3.1. Secondary Data Sources
Published books contain a substantial body of secondary data. They usually contain references to other books and articles with data that can be relevant to our research question.
In addition to published sources, researchers can look into unpublished sources, which allow them to obtain information that is not readily published. These sources can be found in government agencies, non-profits, or private research institutes and cover a wide range of highly focused topics.
Organizations also generate terabytes of internal data—financial data, customer data, corporate performance metrics, employee surveys, etc. Internal sources often contain private data that can reveal insights about organizational processes, market shifts, or consumer tastes.
External data sources are all data sources compiled in another institution or organization than ours. These include data produced by national and local government agencies, statistical bureaus, international organizations, research consortia, and others.
4. Comparative Analysis
Let’s compare the two data types:
Aspect
Primary data
Secondary data
Control over the data collection process
The researcher controls data collection, from method selection and interviewing to measurement scheme details
The researchers using the secondary data don’t have control over the questionnaire, interview protocol, etc.
Time and resource constraints
This process is both time-consuming and resource-intensive
Although it is still more cost-effective than collecting primary data, it also requires an investment of time and effort
Ethical implications
The protection of confidentiality and privacy arises from direct contact between the researcher and the human participants during the collection of sensitive or personal data
The researchers might have ethical dilemmas concerning issues of privacy and confidentiality, issues of ownership, intellectual property rights, etc.
**Time-sensitive
**
Primary data collection can provide researchers with real-time data about the phenomenon under investigation
Researchers must consider whether any changes over time might influence the interpretation of the data
While primary data offers researchers complete control over the type, volume, and style of data collected, collecting it from scratch may be costly.

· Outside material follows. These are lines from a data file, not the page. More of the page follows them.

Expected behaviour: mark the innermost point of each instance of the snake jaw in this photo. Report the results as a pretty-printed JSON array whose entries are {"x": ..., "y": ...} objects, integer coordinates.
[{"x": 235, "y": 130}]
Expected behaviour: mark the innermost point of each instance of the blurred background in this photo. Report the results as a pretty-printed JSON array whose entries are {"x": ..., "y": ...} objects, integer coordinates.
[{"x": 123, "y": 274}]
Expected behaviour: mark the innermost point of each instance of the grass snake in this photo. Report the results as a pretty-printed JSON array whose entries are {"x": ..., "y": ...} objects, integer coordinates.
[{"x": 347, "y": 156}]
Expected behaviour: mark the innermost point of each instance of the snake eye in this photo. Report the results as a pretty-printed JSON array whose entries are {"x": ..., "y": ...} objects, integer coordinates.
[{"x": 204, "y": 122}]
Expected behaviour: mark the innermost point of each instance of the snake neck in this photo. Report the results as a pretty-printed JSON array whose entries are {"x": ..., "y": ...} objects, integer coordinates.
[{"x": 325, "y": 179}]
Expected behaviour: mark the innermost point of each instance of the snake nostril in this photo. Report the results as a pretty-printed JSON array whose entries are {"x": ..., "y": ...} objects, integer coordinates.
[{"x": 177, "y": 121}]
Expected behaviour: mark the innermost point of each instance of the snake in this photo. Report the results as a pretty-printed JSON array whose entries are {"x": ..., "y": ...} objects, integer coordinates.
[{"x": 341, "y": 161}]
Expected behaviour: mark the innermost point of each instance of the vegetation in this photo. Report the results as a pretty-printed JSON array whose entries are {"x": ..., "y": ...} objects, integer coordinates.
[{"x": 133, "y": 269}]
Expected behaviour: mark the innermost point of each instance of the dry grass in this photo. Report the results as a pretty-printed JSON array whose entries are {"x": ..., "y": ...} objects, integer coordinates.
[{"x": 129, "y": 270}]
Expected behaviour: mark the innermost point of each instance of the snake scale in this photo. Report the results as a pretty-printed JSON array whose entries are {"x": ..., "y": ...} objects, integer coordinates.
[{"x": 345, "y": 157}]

On the other hand, secondary data, which is relatively inexpensive and easier to get, poses ethical and methodological issues that we need to consider. The researcher’s objectives and purposes will determine the choice of research method.
5. Conclusion
In this article, we compare primary and secondary data. The former helps in analysis with more precision and detail but demands more time and resources for collecting. In contrast, secondary data provides some advantages over primary data because researchers don’t have to gather them. This eliminates the costs of time and money needed to gather primary data. However, researchers have to be careful. They need to ensure that the secondary data they use are relevant to their work and that they have been collected properly and ethically.